Anandamide and methanandamide induce both vanilloid VR1- and cannabinoid CB₁ receptor-mediated changes in heart rate and blood pressure in anaesthetized rats

Abstract.

In anaesthetized rats activation of vanilloid receptors on sensory vagal nerves elicits rapid bradycardia and hypotension (Bezold-Jarisch reflex). Recent in vitro experiments revealed that the endogenous cannabinoid ligand anandamide acts as an agonist at the vanilloid VR1 receptors. The present study was aimed at examining whether vanilloid VR1 receptors are involved in the cardiovascular effects of anandamide in the anaesthetized rat.

Intravenous injection of anandamide, its stable analogue methanandamide and the vanilloid receptor agonist capsaicin produced a dose-dependent immediate and short-lasting decrease in heart rate and blood pressure with the following rank order of potencies: capsaicin > methanandamide > anandamide. This bradycardia was dose-dependently diminished by the selective vanilloid receptor antagonist capsazepine (0.3–3 µmol/kg) and the nonselective inhibitor of these receptors, ruthenium red (1–10 µmol/kg). Both antagonists reduced or tended to reduce the hypotension stimulated by the agonists. Following this bradycardia and hypotension (presumably evoked by the Bezold-Jarisch reflex; phase I), capsaicin, anandamide and methanandamide led to a brief vasopressor effect (phase II). Subsequently both anandamides, but not capsaicin, induced a more prolonged decrease in blood pressure (phase III). Capsazepine and ruthenium red (at doses up to 3 µmol/kg and 10 µmol/kg, respectively) failed to affect these changes in blood pressure. The cannabinoid CB₁ receptor antagonist SR 141716 at 3 µmol/kg abolished the prolonged decrease in blood pressure (phase III) induced by anandamide and methanandamide, but had no effect on the reflex bradycardia and hypotension (phase I) and on the subsequent vasopressor effect (phase II) evoked by capsaicin, anandamide and methanandamide.

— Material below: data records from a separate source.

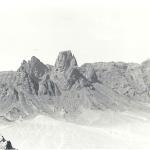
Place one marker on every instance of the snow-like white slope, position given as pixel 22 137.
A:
pixel 45 133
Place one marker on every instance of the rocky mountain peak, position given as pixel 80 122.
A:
pixel 65 60
pixel 33 67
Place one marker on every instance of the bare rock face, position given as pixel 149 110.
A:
pixel 5 145
pixel 36 87
pixel 89 72
pixel 65 61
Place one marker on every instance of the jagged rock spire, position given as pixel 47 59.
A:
pixel 65 61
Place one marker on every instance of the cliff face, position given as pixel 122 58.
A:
pixel 5 145
pixel 36 87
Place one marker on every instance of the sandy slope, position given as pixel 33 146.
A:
pixel 44 133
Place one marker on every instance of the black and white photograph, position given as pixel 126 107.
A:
pixel 74 74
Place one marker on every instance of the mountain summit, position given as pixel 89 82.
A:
pixel 36 87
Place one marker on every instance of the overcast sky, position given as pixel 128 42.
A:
pixel 95 30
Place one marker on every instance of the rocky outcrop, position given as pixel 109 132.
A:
pixel 5 145
pixel 36 87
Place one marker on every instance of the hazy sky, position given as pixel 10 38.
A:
pixel 95 30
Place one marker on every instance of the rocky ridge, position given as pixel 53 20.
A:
pixel 36 87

In conclusion, the endogenous cannabinoid receptor agonist anandamide and its stable analogue methanandamide induce reflex bradycardia and hypotension (phase I) by activating the vanilloid VR1 receptor. Whereas the mechanism underlying the brief vasopressor effect (phase II) is unknown, the prolonged hypotension (phase III) results from stimulation of the cannabinoid CB₁ receptor.